The George A. Smathers Libraries and Burning Spear Media have partnered to digitize and make publicly accessible over 1,495 audio and video recordings. These media document the history of the Black Power struggle through activities of the Uhuru Movement. Recordings include conferences, workshops, Freedom Schools, Sunday Meetings, homeless activism, protest marches, speeches, electoral campaign activities, and activists’ personal accounts. They chronicle the survival, continuity, and growth of the movement for Black Power and African Internationalism from 1971 to 1999.
This project is supported by a Recordings at Risk grant from the Council on Library and Information Resources (CLIR). The grant program is made possible by funding from the Mellon Foundation, which will allow the Libraries to ingest and preserve these recordings, making them freely available through UF’s Digital Collections.
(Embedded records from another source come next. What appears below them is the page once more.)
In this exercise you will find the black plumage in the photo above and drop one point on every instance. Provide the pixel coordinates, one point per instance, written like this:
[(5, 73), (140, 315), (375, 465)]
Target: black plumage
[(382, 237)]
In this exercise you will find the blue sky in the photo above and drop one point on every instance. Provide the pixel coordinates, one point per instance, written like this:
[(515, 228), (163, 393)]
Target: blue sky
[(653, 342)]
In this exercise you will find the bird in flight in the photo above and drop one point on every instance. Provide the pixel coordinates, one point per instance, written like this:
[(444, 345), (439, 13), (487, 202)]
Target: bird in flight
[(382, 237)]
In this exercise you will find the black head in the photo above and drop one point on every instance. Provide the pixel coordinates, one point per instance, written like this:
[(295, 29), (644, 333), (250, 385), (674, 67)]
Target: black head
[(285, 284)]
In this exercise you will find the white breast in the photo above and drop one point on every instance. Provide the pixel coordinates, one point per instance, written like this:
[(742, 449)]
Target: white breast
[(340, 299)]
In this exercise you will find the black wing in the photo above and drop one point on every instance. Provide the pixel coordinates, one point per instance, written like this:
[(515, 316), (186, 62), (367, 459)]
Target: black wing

Once completed, this project will offer rare resources for current and future generations of students, activists, journalists, filmmakers, historians, and the general public. Issues of the Burning Spear Newspaper going back to 1969 have already been digitized by the UF libraries and are available in the UF Florida Digital Newspaper Collection.
The first digitized video, with transcription, has been loaded into the UFDC! Check out this mass meeting from 1984.
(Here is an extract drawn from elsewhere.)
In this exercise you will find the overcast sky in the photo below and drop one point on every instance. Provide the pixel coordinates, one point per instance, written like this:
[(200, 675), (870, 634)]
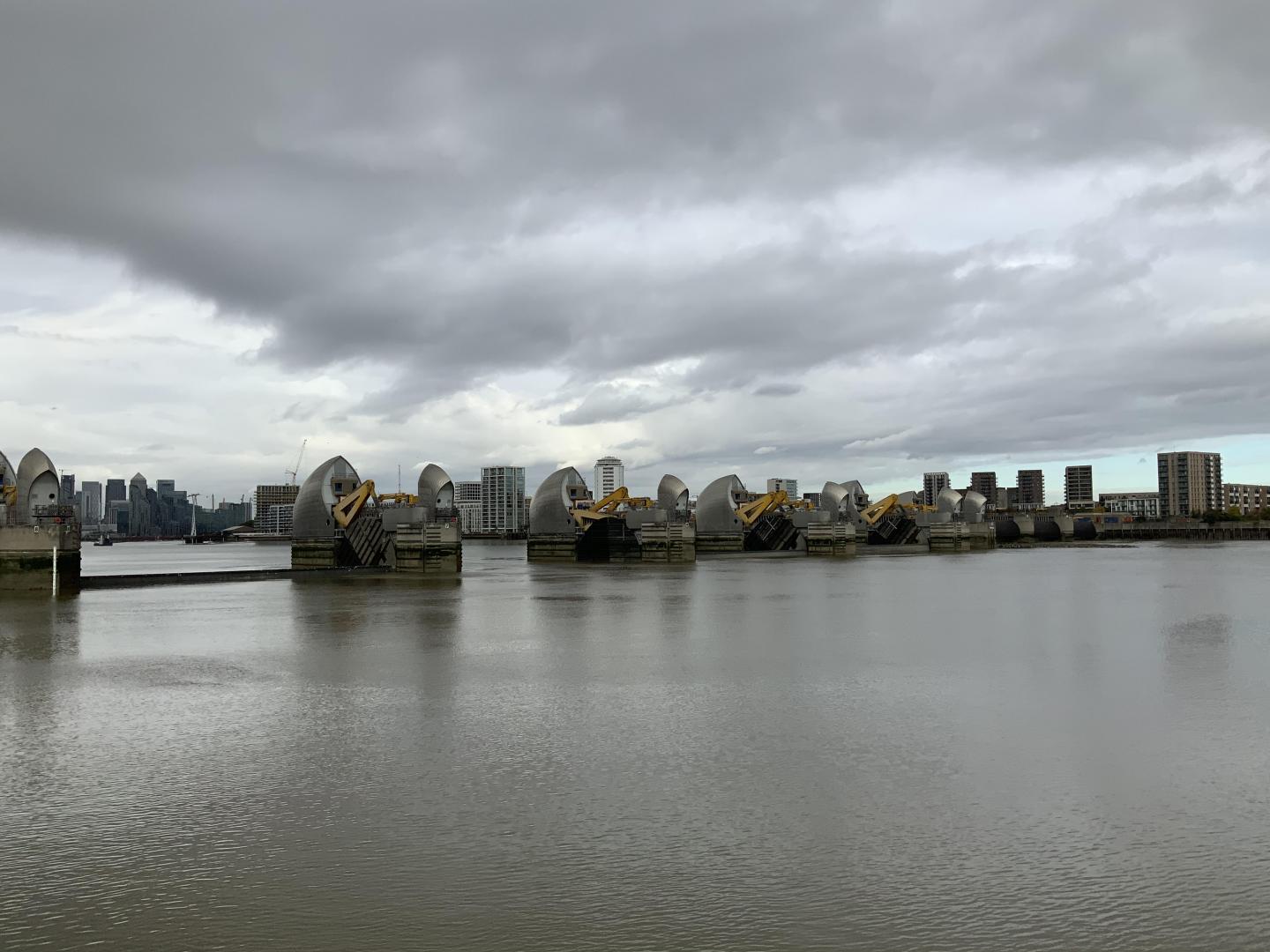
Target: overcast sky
[(819, 240)]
The first batch of media, including reel-to-reel, audio cassettes, and VHS tapes, has been processed by digitization and media migration specialist Preserve South. The files have been returned to UF and are currently being loaded into the University of Florida Digital Collections (UFDC).
The second batch of content, including VHS tapes, BetaMax tapes, and one Umatic cassette, has been digitized and is being loaded onto drives for return to UF.